Battered by the onslaught of a sea of clones, knockoffs, and price warriors, homegrown wearable and audio biggie boAt finds itself in choppy waters. Can the leader arrest an alarming slide in its market share?
Can boAt navigate the choppy waters?
Illustration: Chaitanya Dinesh Surpur
“Have you seen Pirates of the Caribbean,” the seasoned tech analyst posed an intriguing counter-question. “How do you explain the mayhem in the wearable and hearable market in India,” was the original query with which I started the conversation. Can Pirates of the Caribbean, I wondered, explain the dramatic crash—over 50 percent—in the prices of smartwatches, truly wireless stereo (TWS), and wearable segments over the last twelve months or so? The analyst, who has been closely tracking the Indian smartphone, smartwatches, and hearables and wearables markets for over a decade, takes us back to 2019.

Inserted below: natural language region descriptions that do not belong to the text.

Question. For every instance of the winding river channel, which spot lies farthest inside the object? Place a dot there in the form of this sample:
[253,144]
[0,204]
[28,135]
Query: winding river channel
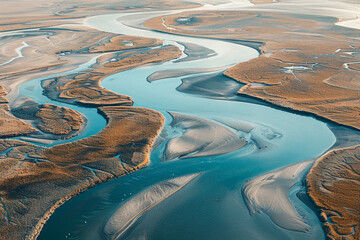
[211,206]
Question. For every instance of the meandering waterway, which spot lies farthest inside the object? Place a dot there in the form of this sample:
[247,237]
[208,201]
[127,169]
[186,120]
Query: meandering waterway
[211,205]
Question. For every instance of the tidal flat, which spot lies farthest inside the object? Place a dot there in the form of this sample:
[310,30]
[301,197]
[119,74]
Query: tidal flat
[201,119]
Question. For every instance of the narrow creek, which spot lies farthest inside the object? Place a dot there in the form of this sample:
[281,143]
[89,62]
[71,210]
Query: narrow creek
[211,206]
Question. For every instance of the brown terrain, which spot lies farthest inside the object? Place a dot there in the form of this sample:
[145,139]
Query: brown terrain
[35,180]
[29,173]
[306,64]
[300,41]
[337,193]
[85,88]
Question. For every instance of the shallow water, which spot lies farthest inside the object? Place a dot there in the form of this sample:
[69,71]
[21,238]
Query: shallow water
[211,206]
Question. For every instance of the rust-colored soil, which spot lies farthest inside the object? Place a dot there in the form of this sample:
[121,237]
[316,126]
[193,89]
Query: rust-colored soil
[85,88]
[11,126]
[334,185]
[58,120]
[289,41]
[29,173]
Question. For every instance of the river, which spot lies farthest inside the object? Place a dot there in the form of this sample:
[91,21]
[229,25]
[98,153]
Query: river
[211,206]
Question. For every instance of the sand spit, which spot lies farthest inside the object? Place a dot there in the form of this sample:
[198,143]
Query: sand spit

Look at the market share of the three established brands. Apple topped the chart with a thumping 27 percent share in the hearable segment, JBL came third with eight percent, and South Korean giant Samsung was fourth on the ladder with seven percent. “The market grew furiously, the leadership stacking was settled, and the Indian market was poised to explode,” underlines the expert, requesting anonymity as his job profile with a top-tier consulting firm prevents him from commenting on individual brands. ‘The market was set to explode,” he says.

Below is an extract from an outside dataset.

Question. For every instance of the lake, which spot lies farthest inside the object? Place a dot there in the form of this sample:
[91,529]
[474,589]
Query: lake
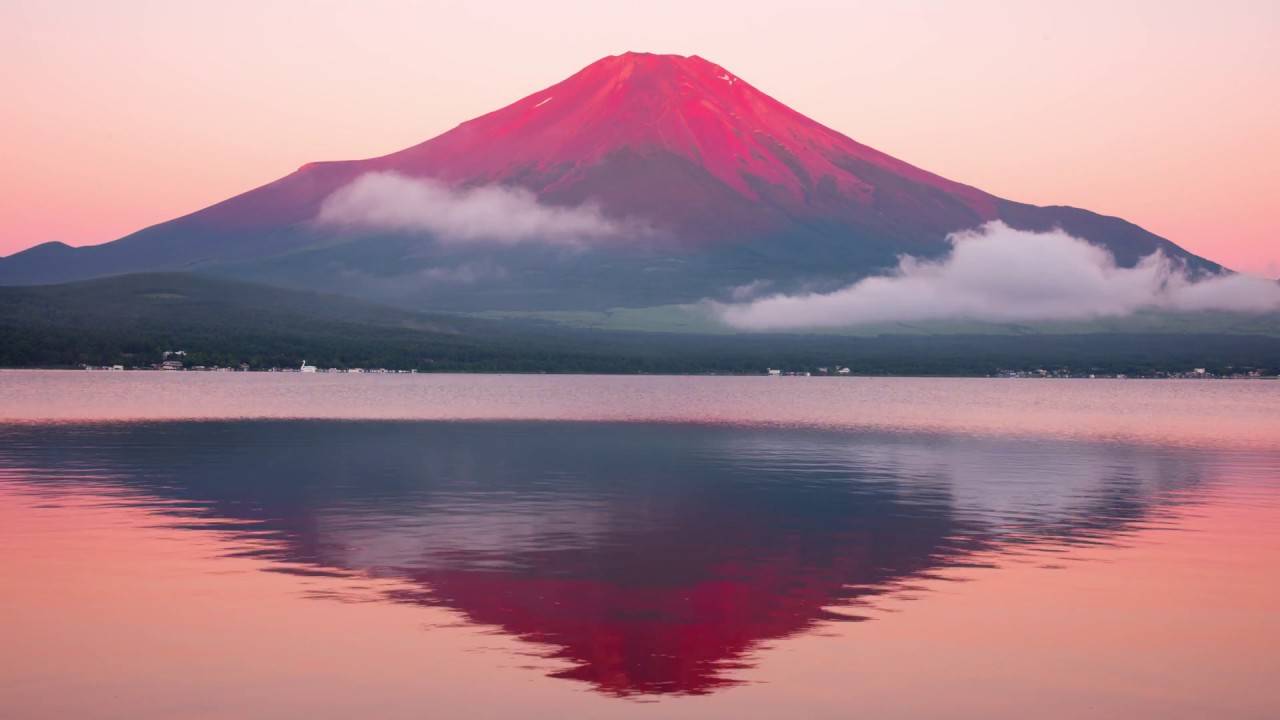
[206,545]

And the markets did explode over the next four years. In 2023, the wearable market posted a record growth: 134.2 million units, and a hefty 34 percent growth. Apple lost the crown and doesn’t even have a double-digit market share, JBL slipped out of the reckoning, and Samsung is not a force to reckon with. So, what went wrong for the global brands? “Blame it on the ‘pirates’,” reckons the analyst mentioned above. In 2019, he talks about an upstart that raced ahead of JBL and Samsung to become the second biggest after Apple, and India saw the emergence of a bunch of pirates. “Noise came second with a 12 percent market share,” he says, adding that a clutch of homegrown players such as boAt and Noise had stormed the market as price warriors, democratised the segment by making smartwatches, wearables and hearables’ affordable, and quickly displaced the market leaders. “The aggressive new Indian players acted like pirates,” he adds.
Fast forward four years. Noise is still the second biggest with a 13.8 percent share in the wearable market (see box). The other four among the top five are boAt, Fire-Boltt, Oppo, and Boult Audio. “But now we have a bunch of new and unknown pirates such as Promate, CMF, Hammer, Hapipola, and Nu Republic,” says the analyst mentioned above. These insignificant players—most have under one percent market share but form a huge chunk when counted together—are doing what once boAt, Noise and others did to Samsung, Apple, JBL, and Sony.